The NFL is giving five of its officials the chance to audition to be future referees, or white hats. Since there are so few opportunities for the NFL to see how prospective referees would handle the new position, these pre-season tryouts are very important.
The NFL will assign the five officials to one preseason game where they will call all or part of the game from the referee position. Current referees like Ron Torbert and John Hussey auditioned for referee and today are wearing the white hat. An audition doesn’t guarantee that the official will some day become a referee. But, it does give a good sign of who the NFL thinks could be a future crew-chief.
To be considered for a referee, an official has to excel at their current position. The NFL wants a referee to put in 10-15 years at the position, so the window starts closing for candidates around age 55.
The 2017 candidates
Here are the officials auditioning for referee this year.
Yes, he’s the son of current referee Ed Hochuli. Shawn came to the NFL from the Pac-12 as a back judge and referee. He called a USC-Notre Dame game as a referee and officiated NCAA post-season games.
Shawn has worked a playoff games in the last two seasons.
He auditioned for referee last year and he will work a game at referee this Saturday during the Colts-Cowboys game.
Time is on Hochuli’s side as he is young. While I doubt the NFL will have two Hochuli white hats simultaneously, there is a strong chance the league will bequeath a white hat to Shawn once Ed retires.
Smith enters his third season as an NFL umpire. He worked Big Ten football games as a side judge and referee.
Smith completed his first full season as a Big Ten referee in 2014, when the NFL came calling for the 2015 season.
It seems like the NFL wants to take a hard look at Smith for the referee position. For all but seven minutes of the game, Smith is lined up in the offensive backfield, very similar to the referee position. Recently, the NFL has placed potential referee candidates in the umpire position to work near a veteran white hat.
Smith auditioned for referee last year and he will work a game at referee in pre-season Week 3 or Week 4.
Adrian Hill entered the NFL in 2010 from Conference USA where he was a crew chief. In 2007, Hill worked in the now-defunct NFL Europe league as a line judge.
Hill has worked as a line judge and as a field judge in the NFL. He didn’t receive any playoff games as a line judge but found his stride at field judge where he has worked the post-season. He auditioned for referee in the 2013 pre-season, but has not auditioned since then.

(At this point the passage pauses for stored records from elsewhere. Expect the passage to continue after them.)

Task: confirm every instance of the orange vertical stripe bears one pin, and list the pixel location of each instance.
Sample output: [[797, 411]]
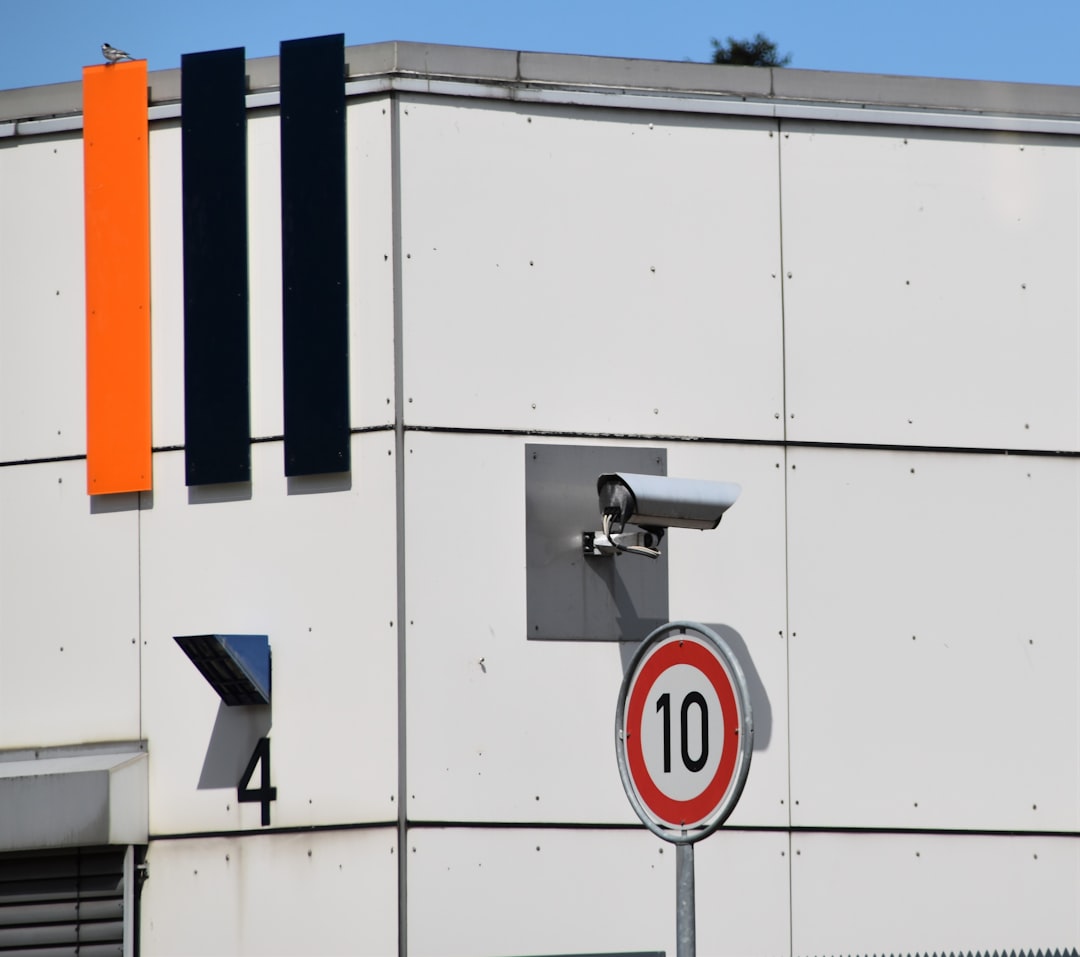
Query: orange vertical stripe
[[117, 197]]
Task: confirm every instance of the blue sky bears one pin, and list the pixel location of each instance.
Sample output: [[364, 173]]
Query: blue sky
[[49, 41]]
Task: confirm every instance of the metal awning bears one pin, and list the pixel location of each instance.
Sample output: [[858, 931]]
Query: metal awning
[[82, 795]]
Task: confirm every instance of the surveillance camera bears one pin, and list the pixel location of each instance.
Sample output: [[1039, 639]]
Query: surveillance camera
[[657, 502]]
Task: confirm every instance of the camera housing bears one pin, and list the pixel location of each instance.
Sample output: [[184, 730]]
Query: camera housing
[[658, 502]]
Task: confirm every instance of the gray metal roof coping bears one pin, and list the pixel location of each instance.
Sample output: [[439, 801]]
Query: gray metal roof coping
[[602, 75]]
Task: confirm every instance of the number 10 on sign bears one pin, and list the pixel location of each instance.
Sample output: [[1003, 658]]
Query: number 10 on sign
[[684, 731]]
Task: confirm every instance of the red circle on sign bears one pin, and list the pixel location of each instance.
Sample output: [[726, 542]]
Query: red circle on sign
[[672, 811]]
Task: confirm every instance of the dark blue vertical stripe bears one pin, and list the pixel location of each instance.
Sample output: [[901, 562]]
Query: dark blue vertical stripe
[[314, 258], [216, 379]]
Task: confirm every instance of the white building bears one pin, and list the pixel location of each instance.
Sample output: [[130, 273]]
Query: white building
[[856, 296]]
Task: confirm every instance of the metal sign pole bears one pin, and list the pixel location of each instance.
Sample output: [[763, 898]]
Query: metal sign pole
[[686, 935]]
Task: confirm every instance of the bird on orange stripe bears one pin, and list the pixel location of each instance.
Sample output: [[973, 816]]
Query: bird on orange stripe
[[113, 55]]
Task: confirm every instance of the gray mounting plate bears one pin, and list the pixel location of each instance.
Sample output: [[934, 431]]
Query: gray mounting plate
[[568, 594]]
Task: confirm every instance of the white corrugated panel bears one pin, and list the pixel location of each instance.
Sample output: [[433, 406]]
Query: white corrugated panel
[[69, 655], [166, 283], [590, 271], [487, 892], [921, 893], [264, 271], [932, 292], [370, 263], [309, 563], [934, 612], [42, 311], [501, 728], [733, 580], [324, 892]]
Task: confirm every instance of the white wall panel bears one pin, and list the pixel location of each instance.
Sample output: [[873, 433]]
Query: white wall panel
[[264, 271], [69, 655], [322, 892], [42, 304], [370, 264], [932, 295], [590, 270], [310, 564], [166, 283], [486, 892], [733, 580], [501, 728], [919, 893], [934, 612]]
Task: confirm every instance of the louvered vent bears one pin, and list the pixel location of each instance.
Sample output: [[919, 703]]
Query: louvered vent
[[59, 903]]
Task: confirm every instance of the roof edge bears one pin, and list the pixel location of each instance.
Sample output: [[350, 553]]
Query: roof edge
[[604, 73]]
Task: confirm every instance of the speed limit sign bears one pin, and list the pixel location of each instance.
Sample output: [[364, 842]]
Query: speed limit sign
[[684, 731]]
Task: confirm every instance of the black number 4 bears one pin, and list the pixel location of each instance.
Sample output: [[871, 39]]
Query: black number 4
[[264, 794]]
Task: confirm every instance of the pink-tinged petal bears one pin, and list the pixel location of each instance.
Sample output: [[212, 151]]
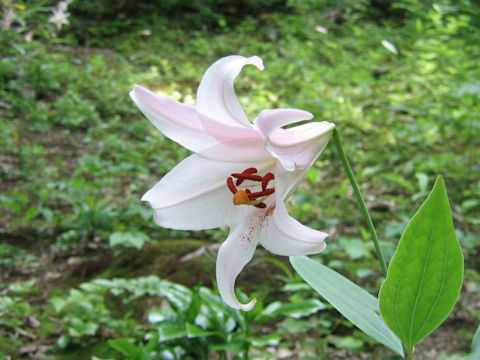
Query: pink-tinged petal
[[286, 236], [216, 95], [175, 120], [232, 257], [238, 150], [298, 147], [224, 132], [194, 195]]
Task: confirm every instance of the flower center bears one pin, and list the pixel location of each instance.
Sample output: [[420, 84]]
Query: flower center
[[246, 196]]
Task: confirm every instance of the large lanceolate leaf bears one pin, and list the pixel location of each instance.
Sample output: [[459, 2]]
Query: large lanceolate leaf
[[426, 273], [353, 302]]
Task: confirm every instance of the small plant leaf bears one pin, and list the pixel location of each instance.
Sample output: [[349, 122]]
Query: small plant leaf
[[426, 272], [353, 302]]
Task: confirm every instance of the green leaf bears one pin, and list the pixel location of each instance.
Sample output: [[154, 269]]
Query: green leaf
[[357, 305], [426, 272]]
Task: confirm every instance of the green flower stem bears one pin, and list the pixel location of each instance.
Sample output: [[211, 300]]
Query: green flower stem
[[358, 194]]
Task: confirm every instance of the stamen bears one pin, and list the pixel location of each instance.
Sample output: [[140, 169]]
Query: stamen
[[266, 179], [246, 196], [247, 177], [241, 197], [230, 185]]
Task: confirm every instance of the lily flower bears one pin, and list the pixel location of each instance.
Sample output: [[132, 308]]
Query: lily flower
[[59, 17], [240, 174]]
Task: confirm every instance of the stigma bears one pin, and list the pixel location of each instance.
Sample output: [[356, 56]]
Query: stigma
[[257, 182]]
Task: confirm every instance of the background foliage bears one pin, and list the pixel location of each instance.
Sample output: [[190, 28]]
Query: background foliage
[[85, 272]]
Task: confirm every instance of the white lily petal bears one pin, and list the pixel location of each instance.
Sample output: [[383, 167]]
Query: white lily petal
[[194, 195], [294, 147], [175, 120], [286, 236], [216, 95], [232, 257]]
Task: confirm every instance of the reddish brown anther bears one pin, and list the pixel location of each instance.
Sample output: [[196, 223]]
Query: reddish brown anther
[[230, 185]]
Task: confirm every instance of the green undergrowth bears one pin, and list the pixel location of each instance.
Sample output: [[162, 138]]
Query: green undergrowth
[[76, 157]]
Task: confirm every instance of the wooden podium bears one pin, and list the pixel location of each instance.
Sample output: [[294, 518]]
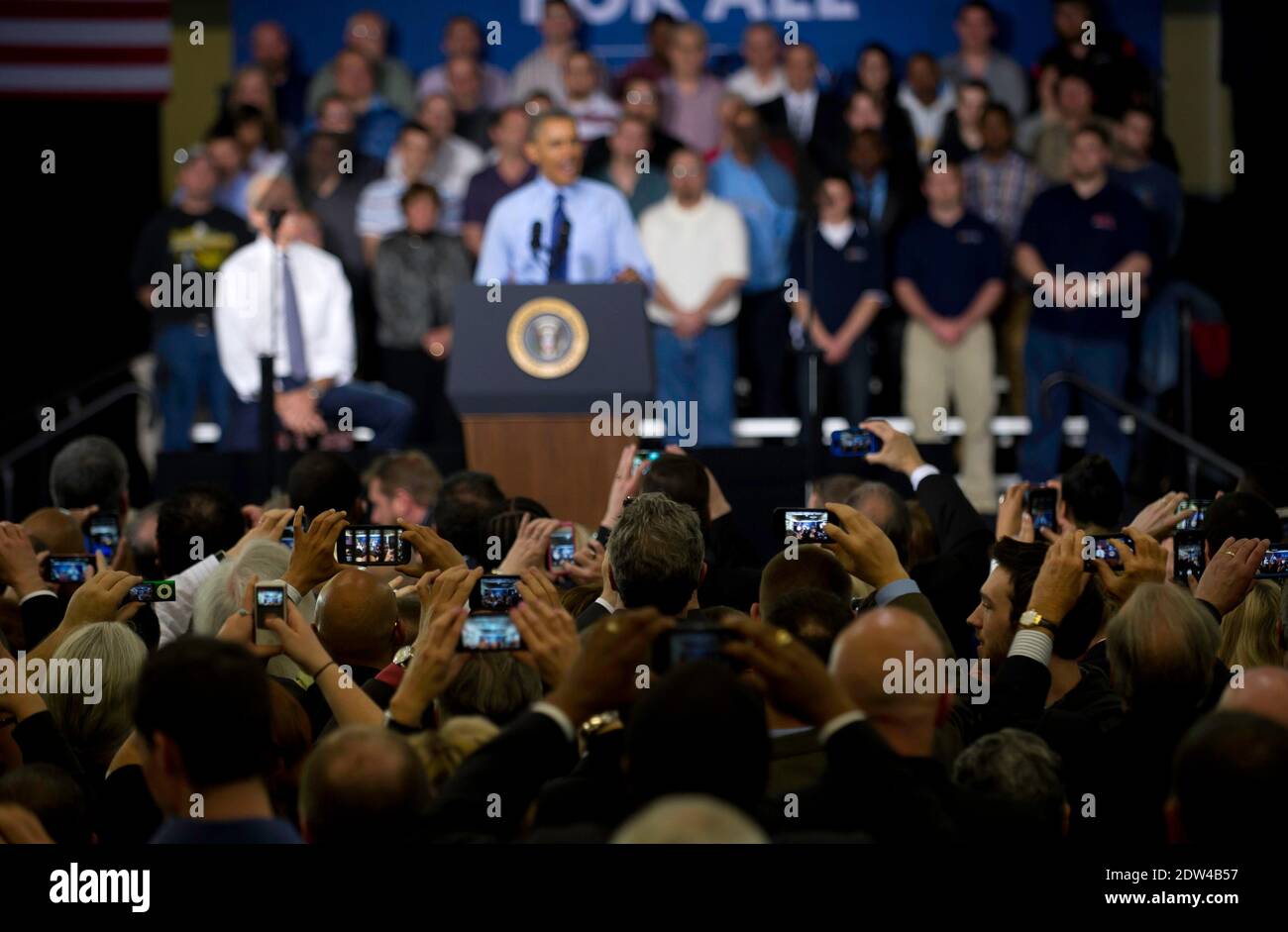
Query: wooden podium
[[523, 374]]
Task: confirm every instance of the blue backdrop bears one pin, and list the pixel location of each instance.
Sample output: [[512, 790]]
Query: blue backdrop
[[614, 29]]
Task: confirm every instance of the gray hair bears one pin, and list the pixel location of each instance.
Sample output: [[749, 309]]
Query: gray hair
[[89, 471], [95, 729], [1019, 768], [656, 554], [222, 592], [1162, 648], [690, 819]]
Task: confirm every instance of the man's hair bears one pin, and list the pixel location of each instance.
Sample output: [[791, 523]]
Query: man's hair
[[90, 470], [812, 617], [682, 479], [812, 568], [1093, 492], [699, 729], [201, 510], [463, 509], [1017, 769], [1162, 649], [419, 189], [1237, 515], [656, 554], [54, 797], [896, 523], [548, 116], [364, 781], [323, 480], [210, 698], [408, 470], [494, 686], [690, 819], [1229, 777]]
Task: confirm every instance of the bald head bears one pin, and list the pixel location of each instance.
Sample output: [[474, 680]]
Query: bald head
[[357, 618], [906, 720], [55, 531], [1265, 692]]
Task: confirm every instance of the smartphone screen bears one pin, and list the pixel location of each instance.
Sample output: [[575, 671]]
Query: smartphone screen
[[373, 545], [269, 602], [854, 442], [563, 545], [485, 632], [1041, 506], [68, 568], [103, 535], [1196, 520], [809, 525], [1188, 558], [1274, 564], [494, 593]]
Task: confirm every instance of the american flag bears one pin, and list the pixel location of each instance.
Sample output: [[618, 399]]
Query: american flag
[[85, 48]]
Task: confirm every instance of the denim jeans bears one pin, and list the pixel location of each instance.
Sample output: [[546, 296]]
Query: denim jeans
[[188, 368], [387, 413], [699, 369], [1100, 362]]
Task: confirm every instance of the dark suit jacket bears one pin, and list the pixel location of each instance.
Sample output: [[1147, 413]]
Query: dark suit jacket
[[951, 579]]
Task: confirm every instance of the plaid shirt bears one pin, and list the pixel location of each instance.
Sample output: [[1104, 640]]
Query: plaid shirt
[[1001, 192]]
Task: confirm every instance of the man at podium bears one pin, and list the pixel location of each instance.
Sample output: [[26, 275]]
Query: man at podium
[[561, 227]]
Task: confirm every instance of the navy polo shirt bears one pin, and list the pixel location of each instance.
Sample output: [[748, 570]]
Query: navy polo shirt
[[1091, 235], [836, 278], [949, 264]]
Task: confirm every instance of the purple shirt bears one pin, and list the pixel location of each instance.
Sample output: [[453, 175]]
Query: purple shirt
[[485, 188], [694, 119]]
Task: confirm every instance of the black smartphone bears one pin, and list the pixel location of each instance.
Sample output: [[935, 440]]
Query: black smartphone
[[67, 567], [1188, 557], [269, 602], [805, 524], [1107, 549], [487, 632], [494, 593], [854, 442], [103, 535], [563, 545], [1274, 564], [154, 591], [694, 641], [1041, 502], [373, 545], [1196, 520]]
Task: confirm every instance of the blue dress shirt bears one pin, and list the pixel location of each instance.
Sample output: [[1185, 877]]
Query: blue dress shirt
[[601, 240]]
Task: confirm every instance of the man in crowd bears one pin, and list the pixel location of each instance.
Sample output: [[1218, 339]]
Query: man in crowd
[[189, 240], [295, 305], [1089, 226], [949, 278], [697, 246]]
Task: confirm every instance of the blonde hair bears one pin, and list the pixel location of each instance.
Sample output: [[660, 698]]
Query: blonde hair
[[1248, 631], [443, 751], [95, 730]]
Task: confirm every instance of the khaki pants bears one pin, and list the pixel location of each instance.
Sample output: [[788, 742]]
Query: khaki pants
[[931, 374]]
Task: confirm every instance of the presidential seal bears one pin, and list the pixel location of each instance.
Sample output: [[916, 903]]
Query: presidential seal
[[548, 338]]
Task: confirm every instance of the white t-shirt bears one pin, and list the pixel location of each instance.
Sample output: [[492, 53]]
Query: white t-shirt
[[692, 252]]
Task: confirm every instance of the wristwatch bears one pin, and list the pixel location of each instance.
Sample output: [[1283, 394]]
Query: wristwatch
[[1031, 619]]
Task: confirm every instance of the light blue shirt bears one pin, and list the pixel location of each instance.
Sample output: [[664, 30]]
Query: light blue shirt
[[601, 237]]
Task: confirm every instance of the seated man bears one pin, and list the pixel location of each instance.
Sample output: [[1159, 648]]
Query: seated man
[[291, 300]]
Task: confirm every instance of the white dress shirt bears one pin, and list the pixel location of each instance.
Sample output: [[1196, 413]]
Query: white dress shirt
[[692, 252], [601, 236], [243, 321]]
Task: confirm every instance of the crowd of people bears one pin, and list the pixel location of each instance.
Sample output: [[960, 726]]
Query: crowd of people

Since the NFL is giving him playoff games, he may be back in the mix for referee.
Hill will work at referee in pre-season Week 3 or Week 4.
Barry Anderson has been an umpire, side judge and a field judge since joining the NFL in 2007. He has collegiate experience at the referee position. He was seen and heard in the NFL Network’s SoundFX in 2013 when he issued a sideline warning on the Raiders bench when they encroached the sideline border during the game.
Anderson had rare playoff appearances as a deep wing. The NFL moved him to umpire in 2015 and last year he worked a playoff.
With more experience at the umpire position, Anderson could have a future at referee, but after 10 seasons the window of opportunity may be closing.
Anderson will work at referee in a Week 3 or Week 4 pre-season game.
Martin came to the NFL in 2015 after officiating in Conference USA (video), including time at referee where he called the 2013 Fight Hunger Bowl.
Last season Martin officiated a wild card playoff game in his first season of eligibility.
At age 41, Martin has time on his side to eventually become a referee. It will be interesting to see if he stays in the mix in the coming seasons.
This is his first season auditioning for referee, either in pre-season Week 3 or Week 4.
Several current referees could potentially retire in the coming years. It is critical for the NFL to find the right officials to step into the referee position. While pre-season games aren’t very exciting, be sure to watch these five officials wear a different color cap!